Another common flag was that virtually every author or outlet that ran one of the pieces was a persistent climate denier. Examples include that constant industry voice, the Wall Street Journal editorial page; columnist George Will; the Heartland Institute, which has infamously compared people who “believe in Global Warming” to the Unabomber; the voluble Hans von Spakovsky from the Exxon and Koch-funded Heritage Foundation; and a torrent of lesser-known (but often more vitriolic) tagalongs. Many participants were repeat performers: Spakovsky, for instance, wrote three separate op-eds, published in over a dozen different outlets over three weeks in April of this year. He recently fired off yet another. One might wonder where he finds the time.
The pieces contain a shared logical fallacy: presuming the propriety of the fossil fuel industry’s climate denial operation, when that would be the very question at issue. Was there fraud, or wasn’t there? If there were actual fraud at the core of the fossil fuel industry’s climate denial operation, the free speech argument would evaporate, since fraud is not protected speech.

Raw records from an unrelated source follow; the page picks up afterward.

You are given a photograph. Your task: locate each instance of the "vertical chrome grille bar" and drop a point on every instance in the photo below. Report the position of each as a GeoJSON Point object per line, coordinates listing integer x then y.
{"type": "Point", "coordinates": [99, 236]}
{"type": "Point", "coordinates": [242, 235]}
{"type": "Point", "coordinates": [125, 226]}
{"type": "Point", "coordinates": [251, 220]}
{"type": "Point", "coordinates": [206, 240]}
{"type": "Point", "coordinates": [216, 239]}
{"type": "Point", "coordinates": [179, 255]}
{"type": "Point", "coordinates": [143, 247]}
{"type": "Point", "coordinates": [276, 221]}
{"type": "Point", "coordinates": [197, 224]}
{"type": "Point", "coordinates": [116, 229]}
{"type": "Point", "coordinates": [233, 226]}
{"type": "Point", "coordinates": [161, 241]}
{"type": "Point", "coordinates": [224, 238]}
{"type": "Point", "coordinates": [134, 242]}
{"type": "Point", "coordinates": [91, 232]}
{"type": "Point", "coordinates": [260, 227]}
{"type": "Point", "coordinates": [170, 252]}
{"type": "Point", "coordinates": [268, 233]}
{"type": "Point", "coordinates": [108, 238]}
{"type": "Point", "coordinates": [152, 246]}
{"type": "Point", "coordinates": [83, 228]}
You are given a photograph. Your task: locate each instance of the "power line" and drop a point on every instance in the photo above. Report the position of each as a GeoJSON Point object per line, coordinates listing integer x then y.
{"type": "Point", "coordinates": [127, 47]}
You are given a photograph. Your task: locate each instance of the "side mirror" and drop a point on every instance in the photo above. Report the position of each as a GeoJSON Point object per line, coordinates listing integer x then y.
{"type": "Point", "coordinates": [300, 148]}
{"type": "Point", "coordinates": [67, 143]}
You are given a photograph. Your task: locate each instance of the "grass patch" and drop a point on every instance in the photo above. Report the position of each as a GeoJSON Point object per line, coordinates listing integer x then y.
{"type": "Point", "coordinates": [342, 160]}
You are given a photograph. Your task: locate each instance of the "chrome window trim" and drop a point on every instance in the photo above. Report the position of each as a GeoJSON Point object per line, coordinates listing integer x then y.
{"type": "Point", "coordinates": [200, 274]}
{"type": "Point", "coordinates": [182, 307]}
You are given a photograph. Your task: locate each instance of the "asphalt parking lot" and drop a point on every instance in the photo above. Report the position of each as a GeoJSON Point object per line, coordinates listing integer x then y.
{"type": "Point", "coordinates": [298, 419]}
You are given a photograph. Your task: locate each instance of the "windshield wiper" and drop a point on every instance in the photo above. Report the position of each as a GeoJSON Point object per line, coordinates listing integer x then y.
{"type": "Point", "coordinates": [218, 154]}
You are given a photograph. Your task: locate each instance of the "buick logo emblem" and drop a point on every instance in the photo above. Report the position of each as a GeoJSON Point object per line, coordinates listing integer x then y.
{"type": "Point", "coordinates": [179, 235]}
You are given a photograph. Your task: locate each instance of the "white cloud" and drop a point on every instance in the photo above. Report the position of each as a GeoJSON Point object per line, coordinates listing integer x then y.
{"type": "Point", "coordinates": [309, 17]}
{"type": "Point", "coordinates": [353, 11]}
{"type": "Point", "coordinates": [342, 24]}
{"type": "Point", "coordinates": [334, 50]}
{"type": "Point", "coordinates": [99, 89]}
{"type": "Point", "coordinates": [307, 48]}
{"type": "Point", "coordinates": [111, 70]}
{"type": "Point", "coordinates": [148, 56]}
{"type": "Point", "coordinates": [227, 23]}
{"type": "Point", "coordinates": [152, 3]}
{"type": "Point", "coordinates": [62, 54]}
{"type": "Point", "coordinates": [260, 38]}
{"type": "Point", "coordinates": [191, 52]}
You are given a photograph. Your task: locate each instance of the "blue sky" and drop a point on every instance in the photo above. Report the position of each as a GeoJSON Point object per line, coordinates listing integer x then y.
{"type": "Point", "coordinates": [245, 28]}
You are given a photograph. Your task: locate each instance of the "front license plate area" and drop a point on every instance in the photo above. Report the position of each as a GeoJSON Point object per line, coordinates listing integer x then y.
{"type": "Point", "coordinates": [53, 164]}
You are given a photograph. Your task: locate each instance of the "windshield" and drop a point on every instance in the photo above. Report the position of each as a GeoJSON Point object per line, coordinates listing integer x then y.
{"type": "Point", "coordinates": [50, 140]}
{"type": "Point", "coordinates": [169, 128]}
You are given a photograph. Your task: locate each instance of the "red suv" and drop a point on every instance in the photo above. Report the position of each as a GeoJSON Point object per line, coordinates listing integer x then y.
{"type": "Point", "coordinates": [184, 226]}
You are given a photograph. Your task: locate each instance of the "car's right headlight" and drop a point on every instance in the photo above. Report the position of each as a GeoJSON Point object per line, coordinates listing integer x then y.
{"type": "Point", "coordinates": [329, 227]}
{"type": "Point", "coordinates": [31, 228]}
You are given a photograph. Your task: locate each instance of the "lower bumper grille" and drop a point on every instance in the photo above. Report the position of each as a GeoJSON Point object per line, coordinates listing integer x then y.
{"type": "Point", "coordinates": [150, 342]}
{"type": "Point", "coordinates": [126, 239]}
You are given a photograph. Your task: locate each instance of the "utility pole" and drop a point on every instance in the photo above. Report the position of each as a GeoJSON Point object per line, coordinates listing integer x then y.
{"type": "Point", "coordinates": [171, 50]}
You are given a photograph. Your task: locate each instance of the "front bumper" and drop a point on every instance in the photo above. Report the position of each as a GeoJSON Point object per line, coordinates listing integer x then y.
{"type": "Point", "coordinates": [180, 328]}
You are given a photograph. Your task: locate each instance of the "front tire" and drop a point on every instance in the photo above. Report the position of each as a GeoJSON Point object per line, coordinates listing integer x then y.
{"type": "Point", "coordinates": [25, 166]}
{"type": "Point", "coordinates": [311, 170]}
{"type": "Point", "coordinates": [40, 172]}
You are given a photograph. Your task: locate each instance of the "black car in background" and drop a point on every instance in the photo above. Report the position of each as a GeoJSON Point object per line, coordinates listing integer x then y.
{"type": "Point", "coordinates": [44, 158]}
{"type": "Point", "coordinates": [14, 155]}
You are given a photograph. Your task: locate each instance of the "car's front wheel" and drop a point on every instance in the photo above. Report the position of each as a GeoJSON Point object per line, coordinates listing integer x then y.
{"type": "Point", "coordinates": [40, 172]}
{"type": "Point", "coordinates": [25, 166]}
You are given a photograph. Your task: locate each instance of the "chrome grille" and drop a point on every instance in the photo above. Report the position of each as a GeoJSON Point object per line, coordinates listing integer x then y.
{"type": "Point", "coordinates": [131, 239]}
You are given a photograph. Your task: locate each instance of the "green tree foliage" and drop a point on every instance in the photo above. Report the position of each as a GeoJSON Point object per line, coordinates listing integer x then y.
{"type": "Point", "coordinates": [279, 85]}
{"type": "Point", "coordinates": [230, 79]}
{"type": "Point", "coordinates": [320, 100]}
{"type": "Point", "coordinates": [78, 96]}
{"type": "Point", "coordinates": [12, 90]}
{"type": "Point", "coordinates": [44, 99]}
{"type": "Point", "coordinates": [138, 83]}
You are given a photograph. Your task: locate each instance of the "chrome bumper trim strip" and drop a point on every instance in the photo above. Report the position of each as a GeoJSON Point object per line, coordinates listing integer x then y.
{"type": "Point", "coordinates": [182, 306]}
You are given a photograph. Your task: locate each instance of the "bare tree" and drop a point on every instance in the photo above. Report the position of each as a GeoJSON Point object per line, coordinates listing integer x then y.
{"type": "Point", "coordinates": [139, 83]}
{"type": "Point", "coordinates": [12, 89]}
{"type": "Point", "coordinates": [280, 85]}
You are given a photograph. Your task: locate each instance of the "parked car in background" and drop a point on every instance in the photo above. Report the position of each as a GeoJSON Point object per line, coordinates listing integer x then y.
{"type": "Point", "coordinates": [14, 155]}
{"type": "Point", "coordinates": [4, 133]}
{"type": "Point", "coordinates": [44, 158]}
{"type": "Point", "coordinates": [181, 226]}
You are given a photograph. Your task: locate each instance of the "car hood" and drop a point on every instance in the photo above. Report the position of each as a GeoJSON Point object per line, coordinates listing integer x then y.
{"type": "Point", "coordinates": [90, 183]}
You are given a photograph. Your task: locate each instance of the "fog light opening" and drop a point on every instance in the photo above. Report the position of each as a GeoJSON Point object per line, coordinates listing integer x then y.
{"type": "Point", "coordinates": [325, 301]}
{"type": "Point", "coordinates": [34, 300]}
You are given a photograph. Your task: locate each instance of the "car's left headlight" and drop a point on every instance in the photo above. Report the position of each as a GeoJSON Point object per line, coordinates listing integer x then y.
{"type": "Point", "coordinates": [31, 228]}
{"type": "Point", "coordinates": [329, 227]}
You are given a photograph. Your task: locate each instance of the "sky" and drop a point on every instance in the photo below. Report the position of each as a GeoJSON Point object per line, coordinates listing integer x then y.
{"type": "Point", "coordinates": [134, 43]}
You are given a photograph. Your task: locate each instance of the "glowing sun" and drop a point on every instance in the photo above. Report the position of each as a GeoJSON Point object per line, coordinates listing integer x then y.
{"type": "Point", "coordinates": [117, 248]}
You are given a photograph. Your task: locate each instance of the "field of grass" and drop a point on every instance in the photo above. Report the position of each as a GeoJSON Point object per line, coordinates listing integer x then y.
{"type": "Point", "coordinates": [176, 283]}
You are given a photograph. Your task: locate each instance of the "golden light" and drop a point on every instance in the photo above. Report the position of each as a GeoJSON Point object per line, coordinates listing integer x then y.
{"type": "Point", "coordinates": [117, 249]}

The pieces also shared a peculiar mix of high emotional tone with highly selective concern. The insults were bitter, the language extreme, and the comparisons often absurd (the junior Senator from Rhode Island is the terrible inquisitor Torquemada, for instance, and ExxonMobil is the lonely Galileo). The authors and outlets climbed on a very high horse to scourge climate-related investigations. Yet not long ago, an attorney general of Virginia used his investigative powers to harass a climate scientist at the University of Virginia so vilely that the university took the attorney general all the way to the Virginia Supreme Court to stop him. Where then was this outrage? A US Senator has called for criminal prosecution of climate scientists in what climate deniers like to call the “ClimateGate scandal” (which after multiple—yes—investigations, turned out to be no scandal at all). Where then was this outrage? Republican-led Congressional committees regularly fire off government subpoenas to harass climate scientists. Where then is this outrage? The over-sensitivity subsides when the investigative target is an individual scientist.